生活の偏りが白血球の比率を変えて病気を呼ぶ

白血球の種類と増減の要因

 いつの時代も、楽ばかりをして生きることは不可能に近いと言えるでしょう。たまに、高級な老人向け施設に入所して至れり尽くせりのサービスを受けながら毎日を楽しく寛(くつろ)いでいらっしゃる人のことを耳にすることがありますが、そのような人は比較的早期に病気に罹ってしまうケースが多いと聞きます。やはり、時には闘い、時には大いに疲れることが大切なのでしょう。今回は、その主な理由を図(高画質PDFはこちら)にしてみましたので、それを元に紹介させていただきます。

 図の上段は、ゆっくりと休み、寛いでいる状態を示しています。このような状態で大きな怪我をすることは殆ど無いと言えますから、体内に生じるであろう種々の問題に対処するための仕組みが稼働しています。例えば、体内には多くの種類のウイルスが常駐していますが、そのウイルスが増殖しないように圧力を掛け続ける必要があります。或いは、呼吸によって他の人から風邪のウイルスを貰うかも知れませんから、その監視をしておかなければなりません。或いは、細胞が古くなって自滅出来ない場合に自滅のスイッチを入れてやる必要もあります。その他、自分のものではない、いわゆる非自己と判断できるものが体内に生じる可能性もありますから、生じたらそれを直ぐに処理する必要もあります。このように、私たちが休んで寛いでいるときにも、リンパ球(lymphocyte)を中心とした生体防御システムが稼働しています。

 次に、図の中段ですが、これはマンモスと格闘をしているシーンです。精神状態も肉体の状態も、それこそ全てが戦闘モードです。交感神経が極度に高ぶると共に、体は外傷に対する防御態勢を強化します。
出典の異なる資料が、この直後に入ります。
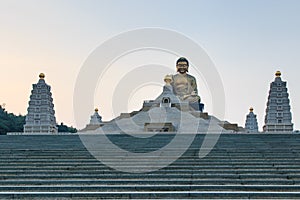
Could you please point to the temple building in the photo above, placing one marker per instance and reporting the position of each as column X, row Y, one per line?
column 278, row 116
column 251, row 122
column 40, row 117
具体的には、それまでリンパ球を作ることに重点を置いていたものを、今度は傷口から細菌が入ってきたときにそれを退治しやすいように、細菌を直接的に食べて処理することが出来る好中球(neutrophil)の数を増やすことに重点が移されることになります。この場合、元となる造血幹細胞の分裂能力には限度がありますし、白血球(リンパ球や顆粒球など)の総量を単純に増やしてしまうわけにもいきませんから、リンパ球を作る代わりに好中球などの顆粒球を増やす、という方法が採用されます。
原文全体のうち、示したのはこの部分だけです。